Prior to Saturday’s agreement, only 1.2 per cent of these waters were protected by the international agreement on ocean protection that was signed 40 years ago in 1982 – the UN Convention on the Law of the Sea. Countries could fish, navigate, investigate, and mine unchecked, which implied that marine life in these waters were unprotected.
This sparked a global conversation and effort on protecting these waters which started in 2004. The effort met several brick walls including disagreements on funding and fishing rights.
“Ladies and gentlemen, the ship has reached the shore,” the President of the Conference, Rena Lee, said as she announced the agreement to an extended standing ovation in the meeting room. Delegations would later reconvene to formally adopt the text.
The treaty must first be formally adopted at a later session, and then it only enters “into force” once enough countries have signed up and legally passed it in their own countries.
UN applauds step
“This action is a victory for multilateralism and for global efforts to counter the destructive trends facing ocean health, now and for generations to come,” said the UN chief, Antonio Guterres, in a statement issued by his spokesperson.

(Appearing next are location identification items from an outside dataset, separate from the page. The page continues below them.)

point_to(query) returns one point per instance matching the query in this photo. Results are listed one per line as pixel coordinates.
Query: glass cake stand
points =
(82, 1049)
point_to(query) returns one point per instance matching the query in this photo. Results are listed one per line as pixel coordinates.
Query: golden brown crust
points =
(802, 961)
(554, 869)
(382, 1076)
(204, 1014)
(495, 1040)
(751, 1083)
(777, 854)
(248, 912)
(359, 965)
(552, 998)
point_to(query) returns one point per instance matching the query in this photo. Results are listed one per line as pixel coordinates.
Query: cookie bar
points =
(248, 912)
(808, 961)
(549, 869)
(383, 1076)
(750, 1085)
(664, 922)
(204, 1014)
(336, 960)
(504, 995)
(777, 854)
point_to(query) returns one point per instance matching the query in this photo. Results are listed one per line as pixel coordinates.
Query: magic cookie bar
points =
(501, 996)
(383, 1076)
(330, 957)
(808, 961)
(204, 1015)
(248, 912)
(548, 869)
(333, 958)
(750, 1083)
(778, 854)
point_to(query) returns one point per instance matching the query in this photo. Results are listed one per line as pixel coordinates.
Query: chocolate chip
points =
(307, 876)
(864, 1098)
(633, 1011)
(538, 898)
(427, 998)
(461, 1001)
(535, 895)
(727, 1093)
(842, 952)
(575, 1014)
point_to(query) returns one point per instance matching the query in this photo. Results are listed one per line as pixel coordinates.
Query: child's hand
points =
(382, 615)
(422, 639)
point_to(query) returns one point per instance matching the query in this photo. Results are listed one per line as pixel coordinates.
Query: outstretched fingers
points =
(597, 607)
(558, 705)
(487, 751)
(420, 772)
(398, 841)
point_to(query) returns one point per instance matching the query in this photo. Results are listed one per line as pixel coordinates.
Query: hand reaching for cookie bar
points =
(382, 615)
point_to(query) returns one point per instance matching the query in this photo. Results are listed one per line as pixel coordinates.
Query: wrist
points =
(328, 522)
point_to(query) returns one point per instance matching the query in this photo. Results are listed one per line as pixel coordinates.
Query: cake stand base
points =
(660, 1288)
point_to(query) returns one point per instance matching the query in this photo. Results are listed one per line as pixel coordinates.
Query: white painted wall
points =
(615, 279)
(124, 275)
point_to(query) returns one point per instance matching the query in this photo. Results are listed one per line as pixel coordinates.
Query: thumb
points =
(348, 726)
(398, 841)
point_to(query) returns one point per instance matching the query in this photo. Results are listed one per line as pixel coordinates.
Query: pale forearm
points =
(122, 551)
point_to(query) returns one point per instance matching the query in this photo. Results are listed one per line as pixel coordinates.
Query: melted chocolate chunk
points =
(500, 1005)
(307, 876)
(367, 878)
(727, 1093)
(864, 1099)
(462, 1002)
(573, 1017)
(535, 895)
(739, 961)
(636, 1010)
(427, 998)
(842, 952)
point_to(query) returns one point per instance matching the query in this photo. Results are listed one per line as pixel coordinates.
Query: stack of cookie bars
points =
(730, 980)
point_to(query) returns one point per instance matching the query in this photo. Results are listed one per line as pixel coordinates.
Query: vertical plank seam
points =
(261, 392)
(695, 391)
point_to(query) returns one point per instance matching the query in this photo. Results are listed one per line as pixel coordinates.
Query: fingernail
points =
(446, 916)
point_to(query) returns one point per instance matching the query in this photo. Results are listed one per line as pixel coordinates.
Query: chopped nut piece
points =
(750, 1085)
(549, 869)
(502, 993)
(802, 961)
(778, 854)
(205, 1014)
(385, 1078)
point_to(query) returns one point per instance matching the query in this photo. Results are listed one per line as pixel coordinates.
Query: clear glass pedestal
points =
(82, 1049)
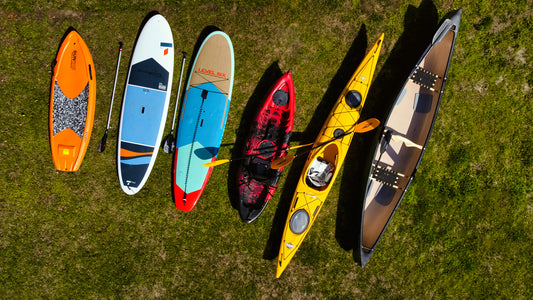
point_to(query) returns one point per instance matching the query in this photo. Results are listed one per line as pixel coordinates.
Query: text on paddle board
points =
(211, 72)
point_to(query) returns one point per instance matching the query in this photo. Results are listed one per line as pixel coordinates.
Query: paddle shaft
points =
(114, 87)
(179, 92)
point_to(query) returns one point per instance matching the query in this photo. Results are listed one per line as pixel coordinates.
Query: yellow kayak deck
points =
(324, 162)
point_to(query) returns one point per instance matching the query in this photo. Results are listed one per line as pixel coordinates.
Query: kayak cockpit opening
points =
(322, 168)
(280, 98)
(353, 99)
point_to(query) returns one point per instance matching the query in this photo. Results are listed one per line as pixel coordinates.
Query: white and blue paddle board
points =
(203, 118)
(145, 104)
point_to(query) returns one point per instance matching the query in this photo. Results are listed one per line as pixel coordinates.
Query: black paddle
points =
(101, 146)
(169, 145)
(362, 127)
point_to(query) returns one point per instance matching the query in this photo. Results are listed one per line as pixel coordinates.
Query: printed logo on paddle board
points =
(211, 72)
(73, 59)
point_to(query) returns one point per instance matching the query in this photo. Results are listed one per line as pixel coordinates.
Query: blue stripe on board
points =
(137, 160)
(142, 115)
(135, 148)
(199, 135)
(132, 175)
(214, 112)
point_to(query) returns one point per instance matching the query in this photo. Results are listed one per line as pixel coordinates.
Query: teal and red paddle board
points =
(203, 118)
(145, 104)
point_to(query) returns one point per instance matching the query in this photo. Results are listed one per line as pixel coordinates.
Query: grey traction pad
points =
(70, 113)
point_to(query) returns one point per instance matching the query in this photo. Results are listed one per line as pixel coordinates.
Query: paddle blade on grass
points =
(169, 144)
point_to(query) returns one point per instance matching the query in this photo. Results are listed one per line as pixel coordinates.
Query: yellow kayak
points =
(324, 162)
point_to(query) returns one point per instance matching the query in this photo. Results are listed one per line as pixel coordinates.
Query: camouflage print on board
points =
(70, 113)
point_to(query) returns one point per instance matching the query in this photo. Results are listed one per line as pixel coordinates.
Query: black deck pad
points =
(386, 176)
(424, 78)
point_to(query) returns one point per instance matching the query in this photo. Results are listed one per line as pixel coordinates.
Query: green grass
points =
(463, 230)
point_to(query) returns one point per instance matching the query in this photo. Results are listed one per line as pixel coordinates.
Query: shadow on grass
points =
(348, 66)
(419, 26)
(255, 102)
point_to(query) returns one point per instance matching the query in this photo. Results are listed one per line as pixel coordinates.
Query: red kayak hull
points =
(268, 140)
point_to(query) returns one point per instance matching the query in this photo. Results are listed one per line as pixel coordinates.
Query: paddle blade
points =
(366, 125)
(282, 161)
(216, 163)
(101, 146)
(300, 146)
(169, 145)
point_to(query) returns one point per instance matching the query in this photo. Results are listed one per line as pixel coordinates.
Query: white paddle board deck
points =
(145, 104)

Mr Guterres added that the treaty is crucial for addressing the triple planetary crisis of climate change, biodiversity loss, and pollution.
“It is also vital for achieving ocean-related goals and targets of the 2030 Agenda for Sustainable Development, and the Kunming-Montreal Global Biodiversity Framework,” the statement said, referring to the so-called ‘30×30’ pledge to protect a third of the world’s biodiversity – on land and sea – by 2030 made by a historic UN conference in Montreal in December.
The conference, which convened from 20 February to 4 March at UN Headquarters in New York, was attended by over 400 delegates, representing governments, specialised agencies of the UN, non-governmental organizations, and academia.